I have recently been trying to set up a BlueField-2 DPU and found that not only is documentation scattered and sometimes incomplete, the few resources on setting up this product are often behind a paywall (!!). So, another quick start guide would be helpful.
If you’re not familiar with a data processing unit (DPU), you can think of it as a CPU (some ARM cores) with hardware accelerators sitting on the network interface card (NIC) itself, which is a component plugged into a server (the host).
The BlueField-2 DPU is interesting in that it has different modes of operation. In the Separated Host mode (“NIC mode”), it functions as a regular NIC. In the Embedded CPU Function Ownership (ECPF) mode (“DPU mode”), it has the additional functionality that all incoming packets to the NIC will first reach the ARM cores before reaching the host. See the below architecture diagram for the DPU mode.
The following section assumes that you have already set up administrative access to the DPU (refer to this guide).
Using the NIC mode
NVIDIA already provides an official guide for switching between the modes of operation. However, I found it somewhat incomplete. What I did to make the NIC mode work:
- Switch to Separated Host mode on the host. Run:
mst start
# Get the dev address
sudo mst status -v
# Set the mode
sudo mlxconfig -d /dev/mst/<device> s INTERNAL_CPU_MODEL=0And then, reboot the host for the config to apply.
2. Repeat step 1 on the DPU, i.e. run all the commands, and also reboot the DPU for changes to apply. Note, this step was not written on the official guide.
3. On both the host and the DPU, verify that the right mode is now used:
mst start
mlxconfig -d /dev/mst/<device> q | grep -i model
# Output should be SEPARATED_HOST4. Unlike stated on the guide, do not remove the OVS bridge.
5. Finally, test that the NIC mode works. You can try pinging between two connected interfaces, e.g. from this server, via the interface using the DPU as a NIC, to another server. (If you ping via a loopback cable to another interface on the same server, remember to create a separate namespace).
Using the DPU mode
Similarly, set the INTERNAL_CPU_MODEL=1 on both the host and the DPU, and restart both for the changes to take effect. You can follow the Nvidia guide or my previous section. Don’t mess with the OVS bridge settings.

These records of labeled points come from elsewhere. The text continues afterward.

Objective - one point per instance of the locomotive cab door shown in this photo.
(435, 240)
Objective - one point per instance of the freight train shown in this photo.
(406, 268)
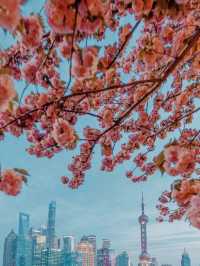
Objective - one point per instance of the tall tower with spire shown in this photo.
(143, 220)
(185, 260)
(51, 225)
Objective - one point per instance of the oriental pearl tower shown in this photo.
(144, 257)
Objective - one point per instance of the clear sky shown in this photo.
(107, 205)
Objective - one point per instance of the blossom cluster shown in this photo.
(137, 93)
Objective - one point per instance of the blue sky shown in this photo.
(107, 205)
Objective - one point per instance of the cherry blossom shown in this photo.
(117, 80)
(9, 14)
(7, 91)
(11, 182)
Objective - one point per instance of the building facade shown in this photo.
(24, 243)
(85, 249)
(122, 259)
(103, 257)
(10, 249)
(185, 259)
(38, 244)
(51, 225)
(68, 244)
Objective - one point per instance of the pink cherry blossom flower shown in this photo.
(9, 14)
(32, 35)
(193, 213)
(64, 134)
(11, 182)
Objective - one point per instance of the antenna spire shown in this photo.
(142, 203)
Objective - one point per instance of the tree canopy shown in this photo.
(132, 72)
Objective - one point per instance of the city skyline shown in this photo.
(53, 241)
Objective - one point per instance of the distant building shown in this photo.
(103, 257)
(154, 262)
(185, 259)
(10, 248)
(112, 257)
(106, 243)
(72, 259)
(144, 258)
(51, 257)
(86, 250)
(24, 243)
(38, 244)
(122, 259)
(92, 240)
(51, 225)
(68, 244)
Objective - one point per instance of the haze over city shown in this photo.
(107, 205)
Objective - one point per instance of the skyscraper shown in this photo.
(185, 259)
(103, 257)
(92, 240)
(144, 258)
(122, 259)
(86, 250)
(24, 244)
(51, 257)
(10, 248)
(38, 244)
(106, 243)
(68, 244)
(51, 225)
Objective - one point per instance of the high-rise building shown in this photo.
(112, 257)
(144, 258)
(103, 257)
(51, 257)
(85, 249)
(24, 243)
(154, 261)
(143, 220)
(72, 259)
(68, 244)
(51, 225)
(10, 248)
(185, 259)
(38, 244)
(92, 240)
(106, 243)
(122, 259)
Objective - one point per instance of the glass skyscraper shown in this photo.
(51, 225)
(38, 244)
(10, 248)
(185, 260)
(122, 259)
(24, 243)
(68, 244)
(51, 257)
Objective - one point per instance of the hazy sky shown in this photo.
(107, 205)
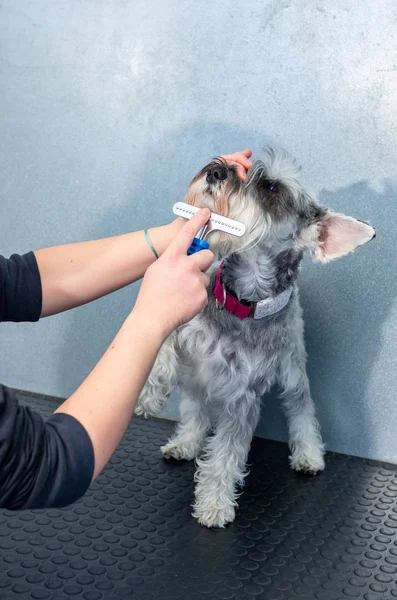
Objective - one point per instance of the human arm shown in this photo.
(172, 292)
(74, 274)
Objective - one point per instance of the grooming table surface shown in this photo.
(132, 536)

I found this diagram useful for understanding the various interfaces / “ports” as known in DPDK on the DPU. This diagram slightly different from the previous diagram on DPU architecture as it doesn’t show the eSwitch. I also believe the OVS should be placed into the ARM server, as it is running on the ARM server.
Another relevant resource for understanding the representors model is here. However, I don’t think this doc is sufficiently detailed as it tries to cover too much in a limited space.
Now, with knowledge of the above interfaces, simply assign an IP address to the physical interface on the DPU, i.e. enp3s0f0s0, and you can ping from the host interfaces to it.
Running from the DPU, using DPDK testpmd and the rte_flow API, you can even capture packets on specific flows destined to the host via the DPU, or destined to the DPU from the host, or vice versa. An easy way to achieve this is to define flow rules for a specific DPDK port which this flow will go through, although you can also do more by matching IP src/dst addresses. An example is:
flow create <port no> ingress pattern eth / ipv4 / end actions count / drop / endThis quick reference is helpful. You can ignore the advanced functionalities of redirecting flows, just drop packets if you only want to check flow path.
Conclusion
In this post, we went through how to set the Bluefield-2 DPU to either the NIC or DPU mode, and check connectivity in both. We also tried to capture flows from within the DPU, using the different interfaces exposed in the DPU. Future posts on this topic may come if we build interesting applications on the DPU!